Minha relação com a literatura de Rubem Braga tem muitos anos. Vem da época em que eu era adolescente e frequentava a biblioteca pública da cidade de Palmital, no interior do Estado de São Paulo. Aquele Centro Cultural, com concha acústica, teatro e biblioteca era meu canto favorito da cidade, meu refúgio. Em uma dessas visitas, brilhou em frente aos meus olhos o livro Ai de ti, Copacabana! Na época como estava ficando meio crente, o livro me chamou a atenção pelo apelo quase bíblico do "Ais" do Novo Testamento.
No entanto, logo me identifiquei com o cronista porque ele não gostava de usar guarda-chuva. Se a memória não me falha, era uma crônica sobre o Chile e Braga sempre dizia tomar chuvas pelas cidade, pelo simples fato de ter ódio em carregar o apetrecho com seu aspecto negro e meio fúnebre. De cara ele me conquistou. Eu vivia a perder guarda-chuvas, por onde passava deixava um, que raramente me era devolvido.
Essa noite, quase uma da manhã, mais uma chuva em nossa cidade de Maringá. Todos os dias tem chovido, seja pela manhã, tarde ou noite. Confesso que à noite gosto do som da chuva para dormir, após contemplar o céu vermelho que anuncia as águas. Mas, em Maringá, estamos virando sapos nesse início de janeiro de 2018. Quando era criança, ouvia os mais velhos dizerem que se chovesse os primeiros doze dias do mês, teríamos chuva o ano todo, o que na visão deles, era ótimo para a agricultura. Por essa lógica, 2018 terá de uns 15 meses pelo menos e será o ano mais longo da breve história maringaense.
Rubem Braga, sim, estávamos falando do cronista e seu livro profético. De novo, janeiro, chuvas, alagamentos no Rio de Janeiro, trânsito complicado, atraso para chegar em casa. Foi a época, porém, que os jornais davam o foco sobre essas tragédias quase naturais da cidade fluminense. Agora, a bola da vez é a violência. Que pena, Rio. Uma cidade tão bela, de praias, lagoas, Cristo Redentor, Bondinho, Aquário, Copacabana, Ipanema, Leblon, Arcos da Lapa, Botafogo, Flamengo, Jardim Botânico, Cinemas, poesia, suas universidades, uma quase morrendo, Teatro, Museu, música, samba e todas suas maravilhosas exceções.
Ano passado, há exatamente um ano estava no Rio de Janeiro. Uma semana de passeios, sol, praia, Cristo e tudo o que um turista adora. Já havia estado no Rio duas vezes, mas a trabalho, para o Encontro de Literatura Brasileira Contemporânea, na UFRJ. Na volta do evento, pegava o ônibus e cruzava todas as linhas até chegar a um hostel em Copacabana. O máximo que dava era para sentar um pouco na areia e tomar uma cerveja olhando o mar. Mas, estava valendo, era o Rio e pelo menos contemplar o mar era uma obrigação.

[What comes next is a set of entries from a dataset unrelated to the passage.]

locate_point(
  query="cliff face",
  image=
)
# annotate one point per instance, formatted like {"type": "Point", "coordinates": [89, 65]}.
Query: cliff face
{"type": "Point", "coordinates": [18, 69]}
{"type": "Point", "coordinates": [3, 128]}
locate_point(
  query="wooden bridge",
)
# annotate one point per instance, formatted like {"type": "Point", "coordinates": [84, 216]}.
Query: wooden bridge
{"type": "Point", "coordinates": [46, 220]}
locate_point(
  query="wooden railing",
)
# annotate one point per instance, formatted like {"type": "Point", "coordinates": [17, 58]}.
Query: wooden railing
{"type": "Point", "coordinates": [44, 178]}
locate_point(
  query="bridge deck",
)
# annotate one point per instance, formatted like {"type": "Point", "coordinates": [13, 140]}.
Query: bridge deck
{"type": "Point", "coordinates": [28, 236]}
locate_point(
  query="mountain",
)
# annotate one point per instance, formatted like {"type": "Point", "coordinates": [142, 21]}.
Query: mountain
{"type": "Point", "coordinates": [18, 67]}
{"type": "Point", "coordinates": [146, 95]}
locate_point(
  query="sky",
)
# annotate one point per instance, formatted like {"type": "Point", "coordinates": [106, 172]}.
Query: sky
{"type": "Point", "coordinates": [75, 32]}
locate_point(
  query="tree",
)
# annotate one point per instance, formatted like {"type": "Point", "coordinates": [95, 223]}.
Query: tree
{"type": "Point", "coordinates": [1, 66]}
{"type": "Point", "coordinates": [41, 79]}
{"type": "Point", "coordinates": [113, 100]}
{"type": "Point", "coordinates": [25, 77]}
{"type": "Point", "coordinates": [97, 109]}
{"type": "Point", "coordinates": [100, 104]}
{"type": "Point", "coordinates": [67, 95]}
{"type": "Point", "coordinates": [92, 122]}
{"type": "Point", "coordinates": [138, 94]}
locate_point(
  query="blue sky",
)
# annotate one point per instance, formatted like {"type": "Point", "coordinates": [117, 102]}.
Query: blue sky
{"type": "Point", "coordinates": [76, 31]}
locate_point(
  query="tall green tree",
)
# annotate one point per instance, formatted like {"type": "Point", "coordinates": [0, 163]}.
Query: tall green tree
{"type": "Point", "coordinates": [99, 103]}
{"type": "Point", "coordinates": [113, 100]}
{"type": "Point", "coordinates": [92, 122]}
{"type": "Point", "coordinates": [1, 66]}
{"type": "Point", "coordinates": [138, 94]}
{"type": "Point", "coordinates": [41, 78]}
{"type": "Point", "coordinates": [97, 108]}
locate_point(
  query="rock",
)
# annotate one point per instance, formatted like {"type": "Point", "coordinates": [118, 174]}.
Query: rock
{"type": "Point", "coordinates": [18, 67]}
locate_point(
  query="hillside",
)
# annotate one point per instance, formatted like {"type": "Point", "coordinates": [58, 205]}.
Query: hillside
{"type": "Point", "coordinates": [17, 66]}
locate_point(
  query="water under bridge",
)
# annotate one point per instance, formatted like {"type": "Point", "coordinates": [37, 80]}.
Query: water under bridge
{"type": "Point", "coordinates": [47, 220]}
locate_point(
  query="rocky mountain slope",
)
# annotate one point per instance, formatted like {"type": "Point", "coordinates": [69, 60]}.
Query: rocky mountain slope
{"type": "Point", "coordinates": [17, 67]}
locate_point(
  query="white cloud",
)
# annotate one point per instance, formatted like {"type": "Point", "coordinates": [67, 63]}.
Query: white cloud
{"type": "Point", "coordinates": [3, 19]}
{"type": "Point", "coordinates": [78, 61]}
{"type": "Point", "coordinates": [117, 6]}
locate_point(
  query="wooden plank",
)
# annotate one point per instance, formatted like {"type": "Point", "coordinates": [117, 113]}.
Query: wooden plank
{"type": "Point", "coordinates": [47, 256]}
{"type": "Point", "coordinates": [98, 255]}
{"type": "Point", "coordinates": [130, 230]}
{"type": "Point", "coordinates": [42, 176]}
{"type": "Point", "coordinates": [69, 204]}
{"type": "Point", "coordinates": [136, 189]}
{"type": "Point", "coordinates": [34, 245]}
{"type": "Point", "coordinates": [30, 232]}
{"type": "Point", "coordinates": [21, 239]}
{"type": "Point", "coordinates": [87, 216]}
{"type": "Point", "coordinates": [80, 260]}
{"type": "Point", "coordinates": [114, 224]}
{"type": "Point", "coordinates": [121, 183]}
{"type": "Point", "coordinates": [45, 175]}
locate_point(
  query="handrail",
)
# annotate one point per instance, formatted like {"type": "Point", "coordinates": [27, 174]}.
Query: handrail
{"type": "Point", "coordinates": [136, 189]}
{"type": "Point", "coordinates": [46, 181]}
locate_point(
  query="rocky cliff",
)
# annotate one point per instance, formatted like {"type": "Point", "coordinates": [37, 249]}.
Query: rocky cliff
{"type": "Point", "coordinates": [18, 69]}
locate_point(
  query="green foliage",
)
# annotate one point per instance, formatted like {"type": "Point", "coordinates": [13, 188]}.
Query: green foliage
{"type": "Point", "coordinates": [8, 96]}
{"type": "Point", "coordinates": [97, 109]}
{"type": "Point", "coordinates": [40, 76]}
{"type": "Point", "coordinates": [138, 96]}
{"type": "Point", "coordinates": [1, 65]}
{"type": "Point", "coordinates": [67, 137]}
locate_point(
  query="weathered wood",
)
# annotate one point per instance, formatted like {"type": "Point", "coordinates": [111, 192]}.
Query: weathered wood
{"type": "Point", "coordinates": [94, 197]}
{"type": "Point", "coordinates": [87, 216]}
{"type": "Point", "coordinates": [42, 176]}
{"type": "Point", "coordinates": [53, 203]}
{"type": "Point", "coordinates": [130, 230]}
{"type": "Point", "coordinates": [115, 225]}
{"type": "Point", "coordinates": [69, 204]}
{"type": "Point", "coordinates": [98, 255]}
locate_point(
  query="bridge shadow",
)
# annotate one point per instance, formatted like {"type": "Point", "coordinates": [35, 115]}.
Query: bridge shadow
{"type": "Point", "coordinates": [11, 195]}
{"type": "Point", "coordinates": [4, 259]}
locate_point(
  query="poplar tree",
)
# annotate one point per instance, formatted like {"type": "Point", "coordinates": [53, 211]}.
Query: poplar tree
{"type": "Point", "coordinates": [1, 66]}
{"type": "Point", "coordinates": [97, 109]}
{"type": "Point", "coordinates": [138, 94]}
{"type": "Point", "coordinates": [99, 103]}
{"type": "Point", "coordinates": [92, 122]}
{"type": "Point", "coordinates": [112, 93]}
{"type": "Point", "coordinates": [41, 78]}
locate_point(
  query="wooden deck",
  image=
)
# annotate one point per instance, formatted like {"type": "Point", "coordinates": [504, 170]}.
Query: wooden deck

A voz de Rubem Braga continua a me incomodar, com seu Ai de ti, Copacabana! Em janeiro de 2017, passeei muito pelo Rio. Não vi nenhum arrastão, não ouvi nenhum tiro, nem vi nenhum assalto. A não ser pela televisão. Parece que a cidade me protegia em sua concha. Era chegar ao hotel, em frente à praça Cardeal Arcoverde, bem na boca do metrô, ligar a televisão e ver a Globo News noticiar mais um arrastão em Copacabana, que como turista, eu novamente via pela tela de um televisor.
Chamou-me a atenção a notícia de uma mulher grávida que levara um tiro, uma bala perdida, e o projétil atingira o bebê. Mãe no hospital, parto às pressas, recuperação de um, de outro, notícias boas, más e, por fim, a criança não resistiu. Ai de ti, Copacabana! Qual foi teu pecado? Que de horrendo fizeste para merecer tal castigo? Ano de 2018, janeiro novamente. Não fui ao Rio, estou trabalhando e, quando posso, contemplo a chuva pela sacada de meu apartamento, como fiz essa madrugada. Ai de ti, Copacabana! Os ais não cessaram em 2017 e mais uma mulher grávida, agora baleada na cabeça, passa por um parto às pressas e a criança está por morrer. Mais uma vez a história se repete. Onde estás, Rubem Braga? Por onde caminhas que não vês teu Rio, que continua lindo, mas violento demais? Ai de ti, Copacabana! A voz ainda ressoa e vou dormir, porque amanhã trabalho de novo.